In early 2015 the Extractive Industries Transparency Initiative (EITI) will begin its early validation process in Azerbaijan, where government opposition toward civil society organizations (CSOs), including the unjust arrest of a prominent transparency advocate, has stalled EITI-related activities since 2013. EITI board members announced this decision at their October meeting in Myanmar.
The early validation in Azerbaijan is the first in EITI's history. In addition to reviewing and evaluating the EITI Standard provisions, the validator will track special conditions put forth to improve CSO participation in the EITI process, as referenced in EITI Standard provision 1.3. In fact, the validation is crucial for future CSO work. Despite recent amendments to legislation and limitations on NGOs, EITI remains an important tool—one of only a few in the country—to keep the government accountable to and collaborative with CSOs.
Since the October announcement, members of Azerbaijan's EITI multi-stakeholder group (MSG) and coalition have met numerous times to discuss challenges and plot a way forward. Experts first met in October to review the 2013 EITI report using NRGI's gap analysis methodology. The comprehensive review covered gaps in both the report and its methodology.

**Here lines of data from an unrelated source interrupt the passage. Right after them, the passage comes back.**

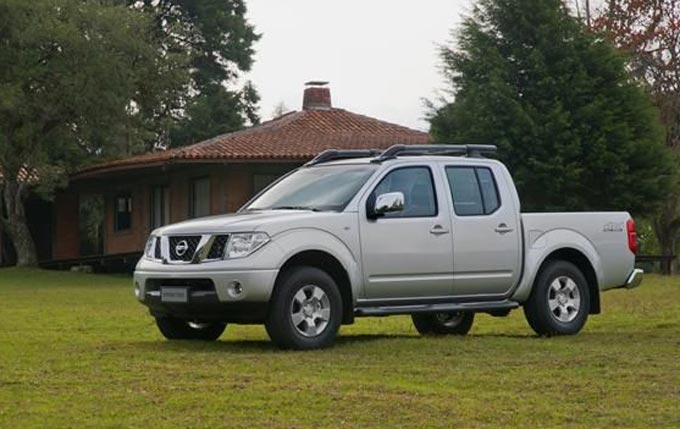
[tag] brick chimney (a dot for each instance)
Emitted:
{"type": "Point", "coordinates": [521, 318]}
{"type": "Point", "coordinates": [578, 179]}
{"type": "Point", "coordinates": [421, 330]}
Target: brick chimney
{"type": "Point", "coordinates": [317, 96]}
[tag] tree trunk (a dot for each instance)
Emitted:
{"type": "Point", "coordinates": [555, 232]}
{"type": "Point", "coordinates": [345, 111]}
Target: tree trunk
{"type": "Point", "coordinates": [666, 231]}
{"type": "Point", "coordinates": [14, 222]}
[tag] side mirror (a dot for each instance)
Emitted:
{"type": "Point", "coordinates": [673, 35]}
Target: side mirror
{"type": "Point", "coordinates": [391, 202]}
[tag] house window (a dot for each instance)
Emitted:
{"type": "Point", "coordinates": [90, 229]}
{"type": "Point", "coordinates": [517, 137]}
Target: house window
{"type": "Point", "coordinates": [122, 212]}
{"type": "Point", "coordinates": [199, 198]}
{"type": "Point", "coordinates": [261, 181]}
{"type": "Point", "coordinates": [160, 207]}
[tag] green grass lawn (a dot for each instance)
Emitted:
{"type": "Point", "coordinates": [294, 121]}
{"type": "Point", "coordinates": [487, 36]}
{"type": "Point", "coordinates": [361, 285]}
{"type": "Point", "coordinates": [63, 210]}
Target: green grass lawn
{"type": "Point", "coordinates": [77, 351]}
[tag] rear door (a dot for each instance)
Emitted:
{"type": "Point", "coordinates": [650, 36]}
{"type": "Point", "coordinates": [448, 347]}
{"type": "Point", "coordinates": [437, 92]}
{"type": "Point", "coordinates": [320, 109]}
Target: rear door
{"type": "Point", "coordinates": [408, 254]}
{"type": "Point", "coordinates": [486, 230]}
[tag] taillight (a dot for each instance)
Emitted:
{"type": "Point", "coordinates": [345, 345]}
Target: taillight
{"type": "Point", "coordinates": [632, 236]}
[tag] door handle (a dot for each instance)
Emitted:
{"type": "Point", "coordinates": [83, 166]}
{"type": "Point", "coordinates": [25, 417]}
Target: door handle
{"type": "Point", "coordinates": [438, 230]}
{"type": "Point", "coordinates": [503, 229]}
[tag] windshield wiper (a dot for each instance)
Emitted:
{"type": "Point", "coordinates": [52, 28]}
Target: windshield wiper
{"type": "Point", "coordinates": [314, 209]}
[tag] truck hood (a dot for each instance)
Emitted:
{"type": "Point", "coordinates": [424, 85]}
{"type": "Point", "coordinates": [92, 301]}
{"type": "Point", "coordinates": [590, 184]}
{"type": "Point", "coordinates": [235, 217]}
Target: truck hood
{"type": "Point", "coordinates": [239, 222]}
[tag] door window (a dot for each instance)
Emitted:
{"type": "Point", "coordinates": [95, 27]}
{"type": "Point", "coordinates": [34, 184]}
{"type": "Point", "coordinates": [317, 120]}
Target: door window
{"type": "Point", "coordinates": [473, 190]}
{"type": "Point", "coordinates": [418, 189]}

The experts then made recommendations welcomed by the government and discussed at subsequent MSG meetings in Azerbaijan.
In December, the EITI NGO coalition met again in Istanbul to prepare for the pre-validation process. The event, which was organized and financed by NRGI's Eurasia office, gave coalition representatives a chance to discuss the EITI board's decision and ask direct questions to the EITI International Secretariat. “The future of EITI in Azerbaijan depends on CSOs a lot,” said Jonas Moberg, head of the secretariat.
An active discussion around the 2013 EITI report—and whether this document would inform the validation process—followed. A 2014 report does not exist because of a discrepancy in views. According to Azerbaijan's EITI work plan, the country was to produce a report by the end of 2014, but the international commitment for this action had a deadline of December 2015. Dvyeke Rogan, regional director of the EITI Secretariat, said that when evaluating this provision, the validator could mention that the country still has a year to meet the deadline and fulfill work plan provisions. Joining via Skype from New York, NRGI's Erica Westenberg then delivered a session on the role of CSOs in the validation process and explained the new CSO protocol, which ensures effective and free participation.
Most recently, an EITI MSG met last month in Azerbaijan to discuss developments in the country—including signs that the government is interested in collaborating—and prepare for validation. A working group assembled to answer several questions from the EITI International Secretariat concerning provisions of the EITI Standard that were not met by the country.
Looking ahead, the EITI MSG will meet again before the early validation to review new research and analysis based on data from EITI reports. These coalition members and experts hope to reach some compromise that will allow CSOs in the country to benefit from EITI's singular path toward accountability and transparency within the extractive sector.
Fidan Bagirova is NRGI's senior regional associate for Eurasia.